21.08 Algebraically Defined Graphs


An algebraically defined graph can be constructed as a bipartite graph in which each vertex is assigned an (x, y)-coordinate pair, and two vertices are adjacent when their coordinate pairs satisfy a given equation. For example, one could study a graph in which (a, b) is adjacent to [x, y] whenever b + y = a2x5 + ax3. In this project, we will be interested in the distances between vertices in these graphs, which are related to the existence of solutions to special equations (or systems of equations). We will explore how the graphs’ properties change when the coordinates are subject to different restrictions, as well as when we generalize the graphs in various ways. This project is related to areas of math such as algebra, graph theory, and incidence geometry (although no special prior knowledge is assumed or required).


21.09 Double Coco Puzzles

Double Choco Puzzles are relatively new. The goal of the puzzle is to draw borders around cells in a grid, thus creating regions that enclose a single contiguous grey shape and a single contiguous white shape of the same size. Additionally, if a region encloses a cell with the integer n, then the size of the grey shape and the white shape within the region must both be n. Finally, within any region, the enclosed grey shape and white shape must be symmetric, meaning, we can obtain one shape from the other by translation, reflection, or rotation.

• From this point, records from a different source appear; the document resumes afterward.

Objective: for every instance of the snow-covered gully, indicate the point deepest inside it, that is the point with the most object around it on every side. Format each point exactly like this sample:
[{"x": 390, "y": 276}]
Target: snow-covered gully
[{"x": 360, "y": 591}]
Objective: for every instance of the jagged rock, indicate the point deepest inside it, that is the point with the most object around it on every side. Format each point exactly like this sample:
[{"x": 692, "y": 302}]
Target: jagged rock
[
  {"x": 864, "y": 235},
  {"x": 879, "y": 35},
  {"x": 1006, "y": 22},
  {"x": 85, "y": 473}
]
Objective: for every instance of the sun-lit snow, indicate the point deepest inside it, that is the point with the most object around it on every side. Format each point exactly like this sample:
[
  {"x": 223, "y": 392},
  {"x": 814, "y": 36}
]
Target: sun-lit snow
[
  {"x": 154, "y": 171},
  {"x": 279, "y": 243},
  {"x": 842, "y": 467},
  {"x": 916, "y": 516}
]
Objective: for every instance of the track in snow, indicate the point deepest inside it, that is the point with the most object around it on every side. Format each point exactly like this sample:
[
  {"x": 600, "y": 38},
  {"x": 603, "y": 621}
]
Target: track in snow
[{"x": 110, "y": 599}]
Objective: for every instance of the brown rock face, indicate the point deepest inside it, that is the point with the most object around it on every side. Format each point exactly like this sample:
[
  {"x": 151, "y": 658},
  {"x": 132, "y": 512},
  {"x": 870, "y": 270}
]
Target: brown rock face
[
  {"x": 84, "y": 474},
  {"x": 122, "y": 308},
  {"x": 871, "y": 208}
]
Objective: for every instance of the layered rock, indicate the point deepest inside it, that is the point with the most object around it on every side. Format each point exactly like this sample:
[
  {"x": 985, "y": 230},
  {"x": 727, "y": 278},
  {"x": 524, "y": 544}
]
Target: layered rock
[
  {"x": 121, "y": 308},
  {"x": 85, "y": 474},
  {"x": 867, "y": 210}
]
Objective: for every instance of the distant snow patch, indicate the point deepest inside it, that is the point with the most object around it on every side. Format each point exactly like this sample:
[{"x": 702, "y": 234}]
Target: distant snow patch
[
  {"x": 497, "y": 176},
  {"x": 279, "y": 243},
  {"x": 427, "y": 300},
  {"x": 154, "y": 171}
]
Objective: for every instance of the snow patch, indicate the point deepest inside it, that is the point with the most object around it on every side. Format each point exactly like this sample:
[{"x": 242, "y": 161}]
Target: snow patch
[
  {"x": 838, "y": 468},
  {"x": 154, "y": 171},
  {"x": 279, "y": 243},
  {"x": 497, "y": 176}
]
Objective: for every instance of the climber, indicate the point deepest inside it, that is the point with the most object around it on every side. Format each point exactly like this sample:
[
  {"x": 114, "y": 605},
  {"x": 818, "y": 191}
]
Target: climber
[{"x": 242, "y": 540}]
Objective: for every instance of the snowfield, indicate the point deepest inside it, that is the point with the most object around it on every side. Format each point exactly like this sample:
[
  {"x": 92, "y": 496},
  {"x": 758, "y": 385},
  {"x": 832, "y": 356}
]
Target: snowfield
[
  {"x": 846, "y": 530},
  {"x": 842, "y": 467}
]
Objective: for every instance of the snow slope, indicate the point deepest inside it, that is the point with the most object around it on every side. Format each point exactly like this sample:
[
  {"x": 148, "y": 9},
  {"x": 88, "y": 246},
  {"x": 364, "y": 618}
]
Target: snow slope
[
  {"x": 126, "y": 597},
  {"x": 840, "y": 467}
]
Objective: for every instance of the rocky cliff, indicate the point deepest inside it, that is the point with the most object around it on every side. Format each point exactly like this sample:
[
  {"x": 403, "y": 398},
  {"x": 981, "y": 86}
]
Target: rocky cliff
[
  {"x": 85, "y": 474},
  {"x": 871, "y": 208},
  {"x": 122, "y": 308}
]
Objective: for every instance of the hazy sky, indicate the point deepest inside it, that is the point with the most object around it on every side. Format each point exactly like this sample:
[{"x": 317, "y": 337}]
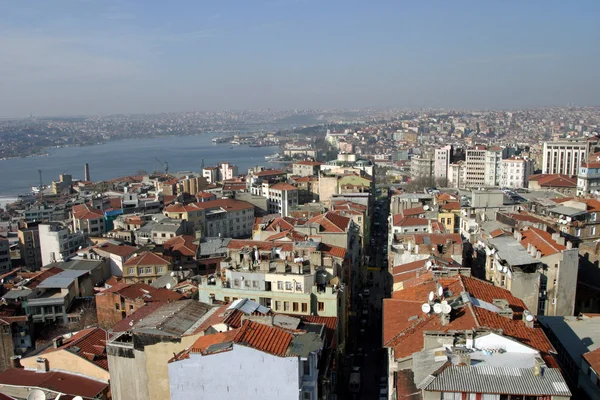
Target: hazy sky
[{"x": 67, "y": 57}]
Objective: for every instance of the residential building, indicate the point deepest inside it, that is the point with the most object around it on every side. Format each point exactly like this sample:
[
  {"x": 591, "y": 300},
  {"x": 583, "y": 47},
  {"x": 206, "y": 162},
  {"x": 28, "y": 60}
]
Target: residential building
[
  {"x": 82, "y": 353},
  {"x": 566, "y": 155},
  {"x": 514, "y": 172},
  {"x": 443, "y": 157},
  {"x": 5, "y": 263},
  {"x": 276, "y": 363},
  {"x": 142, "y": 344},
  {"x": 444, "y": 353},
  {"x": 57, "y": 242},
  {"x": 577, "y": 340},
  {"x": 120, "y": 301},
  {"x": 281, "y": 197},
  {"x": 29, "y": 245},
  {"x": 88, "y": 220},
  {"x": 306, "y": 168},
  {"x": 145, "y": 267}
]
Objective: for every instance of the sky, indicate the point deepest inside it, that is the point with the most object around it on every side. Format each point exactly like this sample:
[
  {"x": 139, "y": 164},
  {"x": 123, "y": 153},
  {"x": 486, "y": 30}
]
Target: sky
[{"x": 89, "y": 57}]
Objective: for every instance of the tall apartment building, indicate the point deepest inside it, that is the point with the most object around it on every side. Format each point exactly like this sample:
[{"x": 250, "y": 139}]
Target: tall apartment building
[
  {"x": 442, "y": 162},
  {"x": 515, "y": 171},
  {"x": 566, "y": 155},
  {"x": 475, "y": 166},
  {"x": 57, "y": 242}
]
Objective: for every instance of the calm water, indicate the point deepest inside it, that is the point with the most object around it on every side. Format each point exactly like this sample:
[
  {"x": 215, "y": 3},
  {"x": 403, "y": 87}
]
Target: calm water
[{"x": 121, "y": 158}]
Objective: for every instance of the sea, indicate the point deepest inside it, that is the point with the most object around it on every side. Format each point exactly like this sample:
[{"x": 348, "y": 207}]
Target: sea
[{"x": 126, "y": 157}]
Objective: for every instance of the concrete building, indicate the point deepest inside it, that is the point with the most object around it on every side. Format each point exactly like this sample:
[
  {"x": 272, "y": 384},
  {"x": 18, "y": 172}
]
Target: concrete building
[
  {"x": 281, "y": 197},
  {"x": 262, "y": 354},
  {"x": 142, "y": 344},
  {"x": 306, "y": 168},
  {"x": 5, "y": 263},
  {"x": 442, "y": 158},
  {"x": 88, "y": 220},
  {"x": 57, "y": 242},
  {"x": 565, "y": 156},
  {"x": 515, "y": 172},
  {"x": 29, "y": 245}
]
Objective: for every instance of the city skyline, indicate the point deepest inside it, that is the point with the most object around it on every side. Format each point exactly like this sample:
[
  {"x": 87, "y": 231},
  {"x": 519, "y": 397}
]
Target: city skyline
[{"x": 86, "y": 57}]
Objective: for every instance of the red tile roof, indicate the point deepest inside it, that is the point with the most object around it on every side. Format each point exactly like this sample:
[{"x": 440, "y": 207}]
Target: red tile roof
[
  {"x": 182, "y": 244},
  {"x": 282, "y": 186},
  {"x": 61, "y": 382},
  {"x": 88, "y": 343},
  {"x": 331, "y": 222},
  {"x": 82, "y": 211},
  {"x": 405, "y": 323},
  {"x": 147, "y": 258},
  {"x": 272, "y": 340},
  {"x": 542, "y": 241}
]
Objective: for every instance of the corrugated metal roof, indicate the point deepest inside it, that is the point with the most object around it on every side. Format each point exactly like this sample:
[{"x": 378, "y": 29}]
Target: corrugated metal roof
[{"x": 500, "y": 380}]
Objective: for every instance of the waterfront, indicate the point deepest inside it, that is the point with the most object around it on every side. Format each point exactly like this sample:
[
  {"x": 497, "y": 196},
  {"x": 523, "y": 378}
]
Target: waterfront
[{"x": 125, "y": 157}]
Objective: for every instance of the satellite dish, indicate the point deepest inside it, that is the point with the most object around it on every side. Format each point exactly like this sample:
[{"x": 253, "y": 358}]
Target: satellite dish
[
  {"x": 36, "y": 394},
  {"x": 446, "y": 309},
  {"x": 529, "y": 317}
]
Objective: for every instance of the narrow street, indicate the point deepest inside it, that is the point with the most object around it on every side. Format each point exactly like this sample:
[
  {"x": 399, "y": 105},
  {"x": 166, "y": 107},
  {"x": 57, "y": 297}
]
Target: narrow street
[{"x": 366, "y": 353}]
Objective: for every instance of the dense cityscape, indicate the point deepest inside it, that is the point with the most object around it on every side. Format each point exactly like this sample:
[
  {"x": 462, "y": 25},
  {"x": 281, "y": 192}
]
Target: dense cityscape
[{"x": 379, "y": 254}]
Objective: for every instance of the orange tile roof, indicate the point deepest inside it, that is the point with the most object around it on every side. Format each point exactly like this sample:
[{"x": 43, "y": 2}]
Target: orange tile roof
[
  {"x": 147, "y": 258},
  {"x": 89, "y": 344},
  {"x": 331, "y": 222},
  {"x": 542, "y": 241},
  {"x": 272, "y": 340},
  {"x": 282, "y": 186}
]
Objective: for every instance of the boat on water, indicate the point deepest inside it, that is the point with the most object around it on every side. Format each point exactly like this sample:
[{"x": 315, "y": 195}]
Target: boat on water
[{"x": 272, "y": 157}]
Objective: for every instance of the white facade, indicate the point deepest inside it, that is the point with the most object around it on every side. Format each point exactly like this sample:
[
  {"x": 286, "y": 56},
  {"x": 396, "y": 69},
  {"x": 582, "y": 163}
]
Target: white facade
[
  {"x": 57, "y": 243},
  {"x": 5, "y": 264},
  {"x": 442, "y": 161},
  {"x": 566, "y": 156},
  {"x": 514, "y": 172},
  {"x": 258, "y": 375}
]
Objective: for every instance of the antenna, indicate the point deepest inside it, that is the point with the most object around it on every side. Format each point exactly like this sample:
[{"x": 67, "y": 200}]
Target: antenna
[{"x": 36, "y": 394}]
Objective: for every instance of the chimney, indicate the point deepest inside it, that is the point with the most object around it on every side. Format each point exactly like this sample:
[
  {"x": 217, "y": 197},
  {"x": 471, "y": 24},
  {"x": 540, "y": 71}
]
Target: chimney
[
  {"x": 42, "y": 364},
  {"x": 57, "y": 342},
  {"x": 15, "y": 362}
]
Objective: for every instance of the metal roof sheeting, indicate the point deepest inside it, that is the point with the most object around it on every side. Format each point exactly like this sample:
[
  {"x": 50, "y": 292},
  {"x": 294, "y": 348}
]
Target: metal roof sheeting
[{"x": 487, "y": 379}]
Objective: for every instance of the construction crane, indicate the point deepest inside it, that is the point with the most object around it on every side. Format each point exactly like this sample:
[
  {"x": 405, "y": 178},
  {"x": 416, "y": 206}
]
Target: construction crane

The goal of this project is to study the solvability of Double Choco Puzzles. The team will start by asking this question: If we color half the cells in an n × n grid grey and the other half white and we do not include any integers, then how do we know that a solution exists? For example, there is no solution to the puzzle
shown at right above, which we refer to as “The Impossible Staircase.” This is because there is no way to draw borders so that the cell labeled X is in a region enclosing symmetric grey and white shapes. What other examples of unsolvable puzzles are there? Can we classify which puzzles are/are not solvable? Using the discoveries we make, can we define a greedy algorithm to solve these puzzles?
These questions and more await participants of “Team Double Choco”!